From: Jianfeng Tan <jianfeng.tan@intel.com>
To: dev@dpdk.org
Subject: [dpdk-dev] [PATCH] eal: make hugetlb initialization more robust
Date: Fri, 4 Mar 2016 18:58:12 +0800 [thread overview]
Message-ID: <1457089092-4128-1-git-send-email-jianfeng.tan@intel.com> (raw)
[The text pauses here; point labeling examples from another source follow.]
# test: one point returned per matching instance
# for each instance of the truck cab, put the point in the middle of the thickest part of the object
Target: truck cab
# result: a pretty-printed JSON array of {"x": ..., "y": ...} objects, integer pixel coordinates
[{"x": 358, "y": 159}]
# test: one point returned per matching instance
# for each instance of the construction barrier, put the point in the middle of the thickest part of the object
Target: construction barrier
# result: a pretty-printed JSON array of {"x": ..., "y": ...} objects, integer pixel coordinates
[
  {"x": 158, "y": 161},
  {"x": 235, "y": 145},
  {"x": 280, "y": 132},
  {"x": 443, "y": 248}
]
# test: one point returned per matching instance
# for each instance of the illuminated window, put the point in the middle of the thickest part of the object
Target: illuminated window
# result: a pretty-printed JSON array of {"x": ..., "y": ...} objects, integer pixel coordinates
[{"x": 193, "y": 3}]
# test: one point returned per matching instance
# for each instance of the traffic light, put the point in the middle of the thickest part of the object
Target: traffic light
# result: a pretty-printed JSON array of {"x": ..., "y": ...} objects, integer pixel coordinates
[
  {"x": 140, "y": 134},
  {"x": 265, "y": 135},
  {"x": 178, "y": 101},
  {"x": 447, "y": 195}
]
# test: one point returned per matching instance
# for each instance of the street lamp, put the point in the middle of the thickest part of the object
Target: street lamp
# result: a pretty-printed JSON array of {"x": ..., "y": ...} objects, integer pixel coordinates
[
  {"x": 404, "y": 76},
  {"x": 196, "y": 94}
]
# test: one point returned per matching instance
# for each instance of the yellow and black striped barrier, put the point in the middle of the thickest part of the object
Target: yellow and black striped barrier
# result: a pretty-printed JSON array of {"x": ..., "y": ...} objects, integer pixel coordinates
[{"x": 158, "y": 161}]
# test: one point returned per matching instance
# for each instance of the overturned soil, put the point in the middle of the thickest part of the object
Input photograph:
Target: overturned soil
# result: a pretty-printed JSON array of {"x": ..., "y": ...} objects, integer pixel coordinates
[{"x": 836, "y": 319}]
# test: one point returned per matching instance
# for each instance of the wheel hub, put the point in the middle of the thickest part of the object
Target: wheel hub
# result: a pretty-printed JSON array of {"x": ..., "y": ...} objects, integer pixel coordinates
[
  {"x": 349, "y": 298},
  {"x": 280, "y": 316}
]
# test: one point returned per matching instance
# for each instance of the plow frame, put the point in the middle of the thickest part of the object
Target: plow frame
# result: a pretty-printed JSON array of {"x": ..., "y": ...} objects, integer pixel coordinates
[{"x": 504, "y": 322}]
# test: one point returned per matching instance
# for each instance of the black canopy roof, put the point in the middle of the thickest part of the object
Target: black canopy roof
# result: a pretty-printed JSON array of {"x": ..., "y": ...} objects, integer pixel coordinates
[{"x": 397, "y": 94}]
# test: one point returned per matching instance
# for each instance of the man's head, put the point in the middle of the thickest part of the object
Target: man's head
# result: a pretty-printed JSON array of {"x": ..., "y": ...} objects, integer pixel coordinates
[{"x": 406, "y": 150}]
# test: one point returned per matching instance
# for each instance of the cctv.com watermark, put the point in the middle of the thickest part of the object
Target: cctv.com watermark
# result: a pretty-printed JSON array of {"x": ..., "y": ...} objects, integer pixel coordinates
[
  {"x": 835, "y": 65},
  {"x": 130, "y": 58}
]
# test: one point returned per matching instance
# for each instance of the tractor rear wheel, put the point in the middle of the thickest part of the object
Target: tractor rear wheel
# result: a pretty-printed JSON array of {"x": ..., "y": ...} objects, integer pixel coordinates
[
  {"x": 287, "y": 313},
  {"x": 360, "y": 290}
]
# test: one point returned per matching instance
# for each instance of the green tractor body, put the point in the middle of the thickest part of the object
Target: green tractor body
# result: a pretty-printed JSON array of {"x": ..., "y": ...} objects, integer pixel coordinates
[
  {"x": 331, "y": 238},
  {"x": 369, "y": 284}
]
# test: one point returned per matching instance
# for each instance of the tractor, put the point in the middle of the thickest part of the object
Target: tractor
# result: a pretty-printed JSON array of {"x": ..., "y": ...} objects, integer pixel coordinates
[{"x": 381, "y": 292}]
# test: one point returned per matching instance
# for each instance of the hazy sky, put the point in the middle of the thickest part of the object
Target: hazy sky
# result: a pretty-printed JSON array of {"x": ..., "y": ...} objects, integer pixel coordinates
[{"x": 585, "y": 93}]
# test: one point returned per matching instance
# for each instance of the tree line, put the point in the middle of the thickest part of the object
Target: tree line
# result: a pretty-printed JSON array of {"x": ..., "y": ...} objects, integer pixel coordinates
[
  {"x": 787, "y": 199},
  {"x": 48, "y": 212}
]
In-Reply-To: <1453661393-85704-1-git-send-email-jianfeng.tan@intel.com>
This patch adds an option, --huge-trybest, to use a recover mechanism to
the case that there are not so many hugepages (declared in sysfs), which
can be used. It relys on a mem access to fault-in hugepages, and if fails
with SIGBUS, recover to previously saved stack environment with
siglongjmp().
Test example:
a. cgcreate -g hugetlb:/test-subgroup
b. cgset -r hugetlb.1GB.limit_in_bytes=2147483648 test-subgroup
c. cgexec -g hugetlb:test-subgroup \
./examples/helloworld/build/helloworld -c 0x2 -n 4 --huge-trybest
Signed-off-by: Jianfeng Tan <jianfeng.tan@intel.com>
Acked-by: Neil Horman <nhorman@tuxdriver.com>
---
lib/librte_eal/common/eal_common_options.c | 4 ++
lib/librte_eal/common/eal_internal_cfg.h | 1 +
lib/librte_eal/common/eal_options.h | 2 +
lib/librte_eal/linuxapp/eal/eal.c | 1 +
lib/librte_eal/linuxapp/eal/eal_memory.c | 95 +++++++++++++++++++++++++++---
5 files changed, 95 insertions(+), 8 deletions(-)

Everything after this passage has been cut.